Comment des gens peuvent-ils continuer à fonctionner, en équipe, lorsqu’ils vivent en isolement ensemble, pendant des mois? Une nouvelle étude réalisée par des universités suisses indique que la solitude n’est pas le seul défi des environnements extrêmes. Le fait de constamment vivre à proximité d’autres personnes entraînerait lui aussi son lot de problèmes.
Selon les résultats publiés dans Proceedings of the National Academy of Sciences, le fait de se retrouver « les uns sur les autres », possiblement dans des endroits étroits et surpeuplés, peut ainsi alimenter les conflits, la méfiance et provoquer un retrait social.
Ces constatations s’appliqueraient entre autres à des missions spatiales au long cours, mais aussi à des programmes de recherche dans des lieux éloignés. Voilà du moins l’avis de Jan Schmutz, professeur de psychologie à l’Université de Zurich, et d’Andrea Cantisani, psychiatre rattaché à l’Université de Berne.
Les deux hommes ont cherché à savoir comment de telles conditions affectaient les dynamiques au sein d’une équipe dans le cadre d’une mission de 10 mois dans une station de recherche située en Antarctique.
Cette station est l’un des endroits les plus isolés sur Terre, et les températures hivernales peuvent passer sous les m0ins 80 degrés Celsius. En raison de son isolement extrême, d’ailleurs, ce site est considéré comme l’un des meilleurs endroits au monde pour servir de modèle aux futures missions spatiales de longue durée à destination de la Lune, ou de Mars, mentionne-t-on par voie de communiqué.
Des contacts fréquents qui ne sont pas nécessairement bénéfiques
Dans le cadre de cette mission de 10 mois, les 12 membres de l’équipe de recherche ont rempli un questionnaire à quatre occasions différentes. Ces gens portaient également un senseur qui enregistrait automatiquement le moment où ils se trouvaient à proximité de quelqu’un, ainsi que la durée de cet événement.
Cela a permis aux chercheurs d’examiner comment les relations sociales, la solitude, la méfiance, les conflits, la cohésion d’équipe et la perception de la performance des autres ont évolué au cours de la mission.
L’une des conclusions les plus surprenantes est le fait qu’avoir une plus grande proximité physique, avec autrui, n’avait pas nécessairement un effet positif.
En fait, les gens qui se trouvaient plus souvent à proximité de leurs collègues rapportaient davantage de conflits, faisaient état d’une méfiance croissante, et d’une performance à la baisse.
Les résultats laissent ainsi entendre que dans des endroits particulièrement confinés, ce n’est pas seulement l’isolement, mais aussi la proximité constante qui peut être une source de stress.
« Au sein de petites équipes soumises à des conditions extrêmes, davantage de contacts ne veut pas nécessairement dire plus de soutien social, mais peut en fait augmenter les tensions », soutient le Pr Schmutz.
Les chercheurs précisent toutefois qu’il ne s’agit pas nécessairement d’un lien de cause à effet; tel qu’indiqué par voie de communiqué, il est possible, par exemple, que des personnes souffrant de solitude aient davantage cherché des contacts humains, mais que ces interactions n’aient pas été suffisamment satisfaisantes.

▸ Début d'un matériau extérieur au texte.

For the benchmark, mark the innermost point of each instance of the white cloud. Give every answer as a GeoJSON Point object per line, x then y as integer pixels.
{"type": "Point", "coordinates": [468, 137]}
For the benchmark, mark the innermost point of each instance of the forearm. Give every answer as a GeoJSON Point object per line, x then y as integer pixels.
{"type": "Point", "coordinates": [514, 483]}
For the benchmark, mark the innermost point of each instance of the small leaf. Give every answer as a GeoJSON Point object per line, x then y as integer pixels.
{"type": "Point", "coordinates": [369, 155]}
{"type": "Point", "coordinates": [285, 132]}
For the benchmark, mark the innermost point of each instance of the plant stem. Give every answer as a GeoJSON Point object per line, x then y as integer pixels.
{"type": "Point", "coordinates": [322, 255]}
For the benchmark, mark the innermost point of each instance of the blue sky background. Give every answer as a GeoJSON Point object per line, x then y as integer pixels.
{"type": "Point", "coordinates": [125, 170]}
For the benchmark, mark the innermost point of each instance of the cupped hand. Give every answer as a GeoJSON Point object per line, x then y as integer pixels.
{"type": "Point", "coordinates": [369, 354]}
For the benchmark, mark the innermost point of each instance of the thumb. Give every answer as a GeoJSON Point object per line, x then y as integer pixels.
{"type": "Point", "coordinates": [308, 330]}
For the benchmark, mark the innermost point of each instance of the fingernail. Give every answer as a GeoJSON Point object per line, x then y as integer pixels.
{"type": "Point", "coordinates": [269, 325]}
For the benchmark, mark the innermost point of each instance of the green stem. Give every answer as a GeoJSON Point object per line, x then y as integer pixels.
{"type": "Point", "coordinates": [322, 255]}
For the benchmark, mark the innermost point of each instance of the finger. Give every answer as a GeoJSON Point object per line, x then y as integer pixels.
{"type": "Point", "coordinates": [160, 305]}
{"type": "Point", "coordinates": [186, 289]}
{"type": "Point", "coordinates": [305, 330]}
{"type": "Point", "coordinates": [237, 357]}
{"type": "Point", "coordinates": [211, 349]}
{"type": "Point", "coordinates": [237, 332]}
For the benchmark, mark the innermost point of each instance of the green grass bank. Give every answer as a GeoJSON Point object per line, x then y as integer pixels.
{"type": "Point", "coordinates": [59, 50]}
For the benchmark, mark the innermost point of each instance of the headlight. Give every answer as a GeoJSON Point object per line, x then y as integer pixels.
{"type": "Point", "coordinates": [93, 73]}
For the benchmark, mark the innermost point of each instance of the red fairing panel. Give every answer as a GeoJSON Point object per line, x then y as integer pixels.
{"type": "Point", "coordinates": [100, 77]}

Des idées pour les environnements extrêmes
Les données récoltées ont aussi indiqué que l’équipe de chercheurs s’est peu à peu scindée en sous-groupes, à mesure que la mission progressait. Ainsi, les individus avaient davantage tendance à se regrouper entre ressortissants d’un même pays, ou entre gens parlant la même langue.
Si de telles tendances peuvent permettre d’obtenir un appui et des conseils dans le cadre de situations stressantes, les auteurs de l’étude soulignent également que cela peut augmenter le risque de fragmentation sociale, en plus de fragiliser la cohésion au sein d’équipes multiculturelles.
Au bout du compte, les résultats sont particulièrement importants pour la planification de futures missions spatiales de longue durée, dans le cadre desquelles un petit équipage devra vivre et travailler ensemble pendant des mois, avec peu d’espace pour la vie privée, et des contacts limités avec le monde extérieur.
Cependant, les auteurs de l’étude croient que leurs constats peuvent aussi aider des individus se trouvant dans d’autres environnements extrêmes, comme les sous-marins, les plateformes de forage et les stations de recherche éloignées.
« Les résultats démontrent l’importance d’identifier rapidement les dynamiques sociales et d’offrir un soutien spécialisé aux personnes concernées », conclut le Pr Schmutz.